Currently I make all site updates via FTP (this way I have control / responsibility over everything that goes live), using Filezilla.

I've done this for years, but we now have some large PHP classes (300KB), and a lot of traffic.

So in short, every time I upload a key class "general" for example, the site goes down until the file finishes uploading. This is only 5/6 seconds at a time, but this is increasingly unacceptable.

I realise I can upload the file under a different name and then rename both files... but really there must be a better way?

I've heard about rsyncing code across from another server, but I don't see how this prevents switching to the new file whilst uploading.

We only have one server (for DB and Apache) but also use some cloud servers (for openx as an example).


rsync does exactly that in the default transfer mode: it creates a new file on the destination for the duration of the transmission and renames it after the transmission completes.

Nontheless, this will not help with situations where your upload is "inconsistent" - i.e. you have uploaded files which depend on other, not yet uploaded files.

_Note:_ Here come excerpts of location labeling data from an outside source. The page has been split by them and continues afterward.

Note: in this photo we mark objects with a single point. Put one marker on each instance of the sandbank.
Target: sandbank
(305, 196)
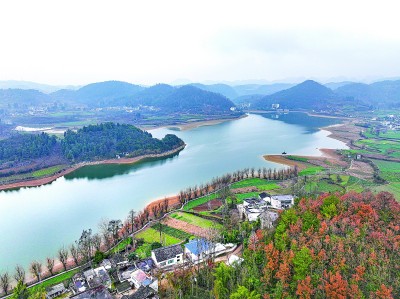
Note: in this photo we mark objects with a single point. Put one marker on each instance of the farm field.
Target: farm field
(151, 235)
(195, 220)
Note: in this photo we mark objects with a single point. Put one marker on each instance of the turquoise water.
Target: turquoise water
(35, 222)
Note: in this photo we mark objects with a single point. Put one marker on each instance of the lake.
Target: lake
(35, 222)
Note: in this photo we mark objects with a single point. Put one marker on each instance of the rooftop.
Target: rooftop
(198, 246)
(166, 253)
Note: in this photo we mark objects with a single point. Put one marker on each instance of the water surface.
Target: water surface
(35, 222)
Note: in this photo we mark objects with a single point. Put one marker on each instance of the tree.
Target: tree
(113, 228)
(85, 244)
(131, 219)
(20, 291)
(50, 264)
(19, 274)
(36, 269)
(63, 257)
(75, 254)
(242, 292)
(5, 280)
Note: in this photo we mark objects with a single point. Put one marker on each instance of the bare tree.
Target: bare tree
(5, 280)
(131, 219)
(63, 256)
(36, 269)
(50, 264)
(75, 253)
(19, 274)
(113, 227)
(85, 245)
(96, 242)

If this is a concern, you would need to upload to an entirely different directory structure and switch after your entire transfer completes.

  • Thanks. What method do larger sites use? In rsync, is it possible to specify the order in which files are updated? – Jon M Jul 1 '11 at 7:58
  • @Jenkz I think large sites have either planned downtime or a staged release where they update half their serves, switch to them, upload the other half, and then put everything back online. – TheLQ Jul 6 '11 at 2:15

WinSCP has a directory "synchronization" feature that will auto-synchronize to a remote FTP server, such as Filezilla Server. Filezilla client doesn't have this feature. You can get a SFTP server in this list. If you choose the right SFTP server, then a file lock will not be held while uploading until the very last bit is transferred and the file is replaced.

Alternatively, you can keep a non-live server FTP directory that you upload to and then use another piece of local software (like WinSCP) to do a instant synchronization to the live directory on the same server. This way you avoid the file lock during the upload latency.